Ağustos ayında, Kıbrıs’ta, Mesarya Ovası’nın tam ortasında gece ayrı, gündüz ayrı cehennem provası yaşanırken..

Ama yine de, kan ter içinde de olsa, aşktan sırılsıklam mutludurlar insanlar diyesiydim ama..

Bir baktım ki çoktan gitmiş. Karşımdaki sandalye bomboş.

Yoksa ben hep boş sandalyelere mi konuşmuş oldum.

Olsun, canın sağ olsun.

Varlığından ziyade yokluğuna aşık olunur hep. Zaten sende olmayan vasıfları hayalimce sana katarak veya kodlayarak hayranlık duymamı sağlayan da bizzat bendim.

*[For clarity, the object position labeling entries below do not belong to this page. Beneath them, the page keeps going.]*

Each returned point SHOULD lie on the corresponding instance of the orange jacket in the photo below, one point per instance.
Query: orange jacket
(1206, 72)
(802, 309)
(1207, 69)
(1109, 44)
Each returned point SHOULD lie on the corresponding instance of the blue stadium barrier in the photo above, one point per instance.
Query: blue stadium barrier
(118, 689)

Seni sevmeye devam etmeme engel değildir yokluğun, dedim, bu kez kendi kendime.

Sonra durup düşündüm. Yoksa, sen baştan beri yoktun da varmışsın gibi mi yapıyor ve yaşıyordum seni.

Öyle ya, gönül gider, bir var bir yok olanı. Ele avuca sığmayanı, bir yerde durmayacak olanı. Kalıcı olanı değil, geçici olanı sever hep.

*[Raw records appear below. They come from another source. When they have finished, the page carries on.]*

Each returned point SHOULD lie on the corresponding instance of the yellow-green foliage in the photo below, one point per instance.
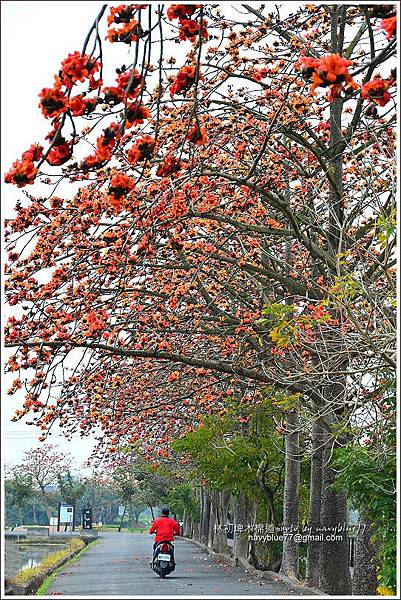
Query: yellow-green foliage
(26, 575)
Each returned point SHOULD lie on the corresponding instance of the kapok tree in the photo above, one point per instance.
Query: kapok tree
(257, 174)
(44, 465)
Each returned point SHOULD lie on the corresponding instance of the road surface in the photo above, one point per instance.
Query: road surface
(118, 565)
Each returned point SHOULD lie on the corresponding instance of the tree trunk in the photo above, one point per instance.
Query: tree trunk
(219, 507)
(290, 557)
(205, 518)
(335, 577)
(121, 520)
(315, 497)
(212, 523)
(35, 520)
(241, 532)
(364, 581)
(45, 503)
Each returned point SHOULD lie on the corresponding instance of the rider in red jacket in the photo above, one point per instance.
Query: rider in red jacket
(164, 527)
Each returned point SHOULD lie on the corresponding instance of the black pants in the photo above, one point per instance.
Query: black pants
(160, 543)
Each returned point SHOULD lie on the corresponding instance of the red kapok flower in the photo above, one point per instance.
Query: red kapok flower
(197, 135)
(376, 91)
(136, 114)
(120, 14)
(331, 69)
(77, 68)
(181, 11)
(60, 153)
(34, 153)
(142, 149)
(170, 166)
(189, 30)
(307, 66)
(53, 102)
(120, 185)
(22, 173)
(77, 105)
(184, 80)
(123, 80)
(130, 32)
(113, 95)
(390, 26)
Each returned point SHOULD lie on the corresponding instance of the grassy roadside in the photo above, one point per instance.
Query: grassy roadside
(42, 591)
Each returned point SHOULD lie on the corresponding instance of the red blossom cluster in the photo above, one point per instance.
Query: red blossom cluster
(53, 102)
(97, 321)
(136, 114)
(184, 80)
(181, 11)
(197, 135)
(104, 147)
(189, 29)
(82, 106)
(23, 171)
(390, 27)
(77, 68)
(329, 71)
(118, 93)
(60, 152)
(120, 186)
(169, 166)
(130, 29)
(142, 149)
(376, 90)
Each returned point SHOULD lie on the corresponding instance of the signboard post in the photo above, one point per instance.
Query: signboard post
(66, 516)
(86, 518)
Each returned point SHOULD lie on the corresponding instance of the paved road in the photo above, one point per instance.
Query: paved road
(118, 565)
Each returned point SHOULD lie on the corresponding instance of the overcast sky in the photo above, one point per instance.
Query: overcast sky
(36, 36)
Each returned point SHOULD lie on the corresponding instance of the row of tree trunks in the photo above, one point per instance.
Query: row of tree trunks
(290, 558)
(219, 506)
(241, 533)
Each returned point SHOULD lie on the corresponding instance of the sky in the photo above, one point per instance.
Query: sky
(36, 36)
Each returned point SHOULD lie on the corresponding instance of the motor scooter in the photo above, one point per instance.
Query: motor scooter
(163, 561)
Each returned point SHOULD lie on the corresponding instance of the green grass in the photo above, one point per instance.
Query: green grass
(42, 591)
(24, 576)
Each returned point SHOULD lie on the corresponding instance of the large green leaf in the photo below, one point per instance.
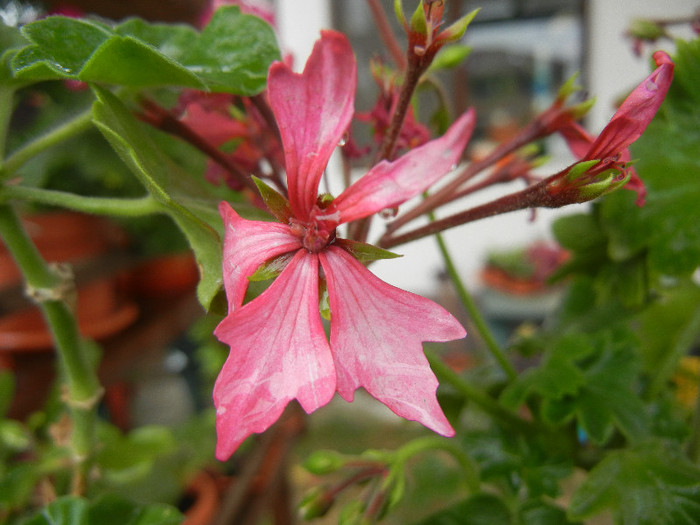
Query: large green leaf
(592, 378)
(185, 199)
(650, 485)
(232, 54)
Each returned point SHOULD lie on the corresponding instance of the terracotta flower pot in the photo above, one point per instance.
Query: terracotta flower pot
(165, 276)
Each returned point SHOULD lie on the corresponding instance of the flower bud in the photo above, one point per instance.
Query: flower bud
(324, 462)
(316, 503)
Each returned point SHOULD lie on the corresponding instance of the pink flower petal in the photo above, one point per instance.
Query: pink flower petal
(635, 113)
(389, 184)
(377, 332)
(313, 111)
(279, 352)
(247, 245)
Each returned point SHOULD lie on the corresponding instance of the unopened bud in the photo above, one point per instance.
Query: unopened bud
(324, 462)
(316, 503)
(645, 30)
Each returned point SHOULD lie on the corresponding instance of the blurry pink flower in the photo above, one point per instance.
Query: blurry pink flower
(626, 126)
(279, 350)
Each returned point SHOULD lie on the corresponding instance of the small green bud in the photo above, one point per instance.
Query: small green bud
(579, 169)
(419, 23)
(569, 88)
(324, 462)
(578, 111)
(398, 9)
(316, 503)
(646, 29)
(458, 28)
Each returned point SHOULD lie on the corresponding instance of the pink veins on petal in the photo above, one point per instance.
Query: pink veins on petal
(279, 350)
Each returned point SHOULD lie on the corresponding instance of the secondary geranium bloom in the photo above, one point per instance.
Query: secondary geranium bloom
(279, 349)
(627, 125)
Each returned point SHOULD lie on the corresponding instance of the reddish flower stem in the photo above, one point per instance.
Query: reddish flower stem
(529, 197)
(451, 191)
(386, 34)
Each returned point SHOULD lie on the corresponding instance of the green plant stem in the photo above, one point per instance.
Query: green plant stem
(6, 106)
(83, 389)
(116, 207)
(76, 125)
(477, 396)
(469, 467)
(476, 317)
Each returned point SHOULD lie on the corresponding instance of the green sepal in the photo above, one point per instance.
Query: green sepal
(579, 169)
(275, 202)
(271, 268)
(364, 252)
(398, 10)
(324, 306)
(418, 23)
(569, 88)
(458, 28)
(580, 110)
(605, 184)
(450, 57)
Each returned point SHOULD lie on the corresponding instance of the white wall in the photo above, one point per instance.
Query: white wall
(612, 66)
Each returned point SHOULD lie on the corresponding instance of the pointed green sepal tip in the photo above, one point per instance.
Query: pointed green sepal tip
(457, 29)
(398, 9)
(579, 169)
(578, 111)
(271, 268)
(324, 306)
(364, 252)
(588, 192)
(275, 202)
(450, 57)
(569, 88)
(607, 182)
(419, 23)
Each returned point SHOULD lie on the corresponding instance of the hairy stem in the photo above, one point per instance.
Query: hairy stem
(51, 291)
(474, 313)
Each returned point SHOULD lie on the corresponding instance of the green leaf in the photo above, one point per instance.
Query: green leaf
(185, 199)
(542, 513)
(107, 510)
(669, 165)
(592, 378)
(480, 509)
(115, 510)
(232, 54)
(66, 510)
(649, 485)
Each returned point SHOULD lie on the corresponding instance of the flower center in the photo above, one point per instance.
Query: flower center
(318, 232)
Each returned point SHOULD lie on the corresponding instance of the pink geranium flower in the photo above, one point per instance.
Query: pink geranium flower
(627, 125)
(279, 350)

Mesarya ovasında başlayan ve Lefkoşa’da devam edip, Elye’nin portakal bahçelerinin ortasında devam ederekten.

Yazımı Kuzey Kıbrıs’ın rüzgarlar köyü Yeşilırmak’ta, bir başıma bira balık, verigo üzüm muhabbetiyle bitireceğimi tahmin edemediğim kadar beklenemedik bir sürprizdi gidişin.

Seni sevmemin yaşattığı heyecanı ve çocuksuluğumu saklamalıydım, o yüzden hata benim.

Çünkü sevmeyi saklamaktan beter ve zordur açık etmek.

Ve sonra sebep olduğu sıkıntıları omuzlamak, kaldırabilmek.

Sevildiğini bilmeden, sevdiğini belli edersen. Bunu yaparsan, daha çabuk ve daha çok kaybedersin onu, bundan eminim.

Denedim ve kaybettim.

Olsun, onlu ya da onsuz aşkın hayali hakikatinden güzel.

Hele ki yaz aşkını yazdığım bu fasılda Yeşilırmak’ın kıyılarında yazıma son vermek, aşk kadar güzel.

Aşk ilişkisinin nasıl seyredeceğinin sürpriz gidişatını anlatabildim mi bilemem.

Ama, Maşuk gider ve aşık edebiyata batar bulanır, bu hep böyle.

Yaz aşkı, yaz dedi, çekti gitti, yazdım.

Aşkı yaşamaktan ziyade yazmak hepsinden güzel.

Ya yazarsın, ya da yaşarsın aşkı. Yazarsan yaşayamaz, yaşarsan da yazamaya vakit bulamazsın aşkı, diye yazmıştım seneler önce.,

Yazabilmen için gitmesi gerek.

Gitti ve yazdım.

Yaz aşkı yaz dedi, yazmaya başladığımda yanımdaydı, Mesarya’daydım, Lefkoşa’da sonra.

Ardından Dillirga’da şimdi yalnızım, anladın mı şimdi neden yazarım.